Ouro em Queda Livre em 2026: BTG Vê Oportunidade em Mineradoras Latino-Americanas com Potencial de Alta

Por Vinícius Hoffmann Machado17 jun 20268 min de leitura
Ouro em Queda Livre em 2026: BTG Vê Oportunidade em Mineradoras Latino-Americanas com Potencial de Alta

Resumo

Ouro em Queda Livre em 2026: BTG Vê Oportunidade em Mineradoras Latino-Americanas com Potencial de Alta

O cenário para o ouro em 2026 tem surpreendido até os investidores mais experientes. Após atingir uma máxima histórica de US$ 5.595 por onça no final de janeiro, o metal precioso acumulou uma queda expressiva de cerca de 25% até o início de junho. Para aqueles que veem o ouro como um porto seguro tradicional, essa desvalorização pode parecer contraditória, mas o BTG Pactual enxerga uma janela de oportunidade única.

Segundo os analistas do banco, a recente correção do preço do ouro tem características técnicas e temporárias. Essa volatilidade criou um dos ambientes mais atrativos dos últimos anos para quem busca investir em mineradoras de ouro na América Latina. A análise sugere que, apesar das flutuações de curto prazo, os fundamentos de longo prazo permanecem sólidos.

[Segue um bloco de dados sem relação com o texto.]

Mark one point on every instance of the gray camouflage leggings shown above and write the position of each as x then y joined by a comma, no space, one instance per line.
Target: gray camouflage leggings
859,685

O que tem levado o ouro a cair tanto em 2026? Diversos fatores macroeconômicos e técnicos explicam o movimento. A resiliência da economia americana, evidenciada por relatórios de emprego acima das expectativas, reduziu as apostas em cortes de juros pelo Federal Reserve. Além disso, a inflação persistente, com índices de preços ao consumidor e produtor acima da meta, reforça a expectativa de juros elevados por mais tempo, o que historicamente prejudica ativos sem rendimento próprio como o ouro.

Valor Econômico

Desvendando os Fatores da Queda do Ouro em 2026

A principal causa por trás da desvalorização do ouro em 2026 foi a forte resiliência da economia dos Estados Unidos. O relatório de emprego, divulgado em 5 de junho, mostrou a criação de vagas acima do esperado pelo mercado. Essa performance robusta diminuiu as expectativas de cortes na taxa de juros pelo Federal Reserve (Fed), impactando diretamente o ouro.

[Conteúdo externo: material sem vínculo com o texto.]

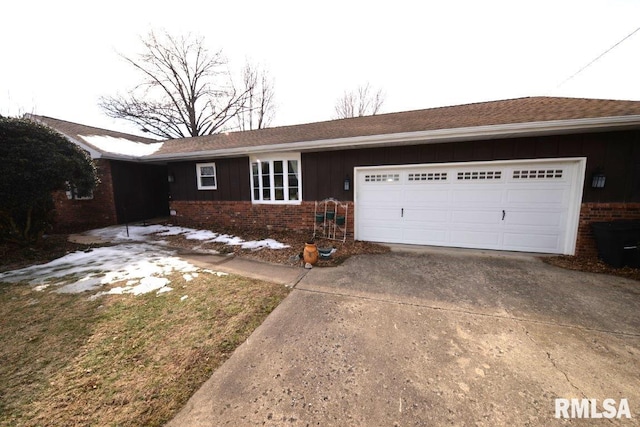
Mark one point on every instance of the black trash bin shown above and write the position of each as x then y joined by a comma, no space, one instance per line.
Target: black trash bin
618,242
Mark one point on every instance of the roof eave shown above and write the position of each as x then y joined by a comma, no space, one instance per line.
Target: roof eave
437,136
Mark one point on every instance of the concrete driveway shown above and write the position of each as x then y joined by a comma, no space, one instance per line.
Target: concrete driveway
438,338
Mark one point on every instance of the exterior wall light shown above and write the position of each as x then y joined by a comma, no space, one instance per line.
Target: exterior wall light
598,179
347,184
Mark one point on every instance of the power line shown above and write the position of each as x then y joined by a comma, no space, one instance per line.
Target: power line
599,56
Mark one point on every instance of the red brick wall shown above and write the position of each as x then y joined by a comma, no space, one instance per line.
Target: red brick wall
80,215
212,215
600,212
221,214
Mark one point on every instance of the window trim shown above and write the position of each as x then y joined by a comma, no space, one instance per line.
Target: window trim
199,176
271,158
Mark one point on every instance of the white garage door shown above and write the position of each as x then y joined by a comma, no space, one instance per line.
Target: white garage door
530,206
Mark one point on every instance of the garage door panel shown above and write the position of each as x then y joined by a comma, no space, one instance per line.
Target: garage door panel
382,195
545,243
425,216
379,213
476,217
435,235
547,196
425,196
462,205
478,195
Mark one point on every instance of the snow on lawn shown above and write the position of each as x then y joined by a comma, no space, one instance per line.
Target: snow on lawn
141,233
141,265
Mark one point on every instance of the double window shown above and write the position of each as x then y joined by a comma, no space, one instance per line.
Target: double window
206,176
276,179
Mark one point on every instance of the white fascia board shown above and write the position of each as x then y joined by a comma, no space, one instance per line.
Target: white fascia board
437,136
95,154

Como consequência direta, o ouro registrou sua maior queda diária em mais de três meses. Naquele pregão específico, os contratos para agosto recuaram 3,1%, encerrando o dia a US$ 4.365 por onça-troy. Ao longo da semana, as perdas acumuladas chegaram a 5%, sinalizando uma pressão vendedora significativa no mercado.

A inflação também continua a ser um fator de pressão sobre as expectativas econômicas. O índice de preços ao consumidor (CPI) atingiu 4,2% em maio, enquanto o núcleo do PCE, indicador preferido pelo Fed, permaneceu em 3,3%, ambos acima da meta de 2%. Adicionalmente, o índice de preços ao produtor (PPI) avançou 6,5%, alimentando os temores de que as taxas de juros permaneçam elevadas por um período prolongado. Historicamente, esse ambiente é desfavorável ao ouro, pois ele não oferece rendimento próprio e perde competitividade frente a títulos públicos americanos com retornos mais atrativos.

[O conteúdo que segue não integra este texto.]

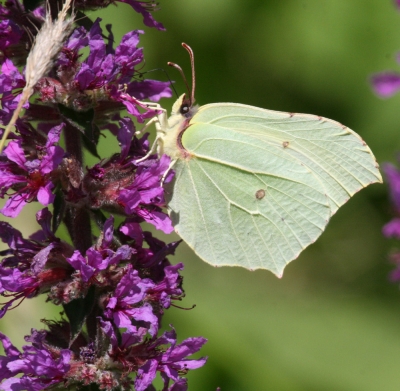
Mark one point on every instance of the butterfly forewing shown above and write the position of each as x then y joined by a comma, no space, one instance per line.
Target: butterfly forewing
257,186
334,153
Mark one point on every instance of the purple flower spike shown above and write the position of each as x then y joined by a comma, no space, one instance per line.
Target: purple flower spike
31,178
38,365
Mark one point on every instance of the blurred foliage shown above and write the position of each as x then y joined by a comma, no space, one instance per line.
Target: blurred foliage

O Papel da “Financialização” e o Comportamento do Ouro

O BTG Pactual também destaca um componente técnico que contribuiu para a volatilidade: fundos quantitativos e estratégias de momentum detinham posições compradas elevadas após o forte rali no início do ano. Quando o mercado mudou de direção, a liquidação dessas posições acelerou a correção do preço do ouro.

Apesar da queda recente, o banco mantém uma visão positiva para o metal no longo prazo. A tese central reside no crescente processo de “financialização” do mercado de ouro. Atualmente, aproximadamente dois terços da demanda global provêm de investidores, enquanto o peso das joias diminuiu consideravelmente. Esse fenômeno explica, em parte, por que o ouro tem apresentado, em determinados momentos, um comportamento semelhante ao de ativos de risco, com maior volatilidade e correlação com outros mercados financeiros.

Apesar da redução da exposição por parte de investidores financeiros, os bancos centrais continuam a expandir suas reservas de ouro. No primeiro trimestre de 2026, as compras líquidas totalizaram 244 toneladas, superando a média histórica trimestral de 157 toneladas nos últimos 15 anos. A China, por exemplo, completou 18 meses consecutivos de compras, intensificando suas aquisições justamente durante a queda dos preços. A Polônia também manteve um ritmo forte de acumulação, demonstrando um interesse contínuo no metal precioso.

Fundamentos Sólidos e Compras de Bancos Centrais Sustentam o Ouro

Para o BTG Pactual, a busca por diversificação das reservas internacionais segue sendo um pilar fundamental que sustenta a demanda estrutural por ouro. O banco ressalta que muitos países emergentes ainda possuem uma participação de ouro em suas reservas abaixo da média global de 28%. Essa observação reforça a expectativa de demanda contínua por parte dessas nações.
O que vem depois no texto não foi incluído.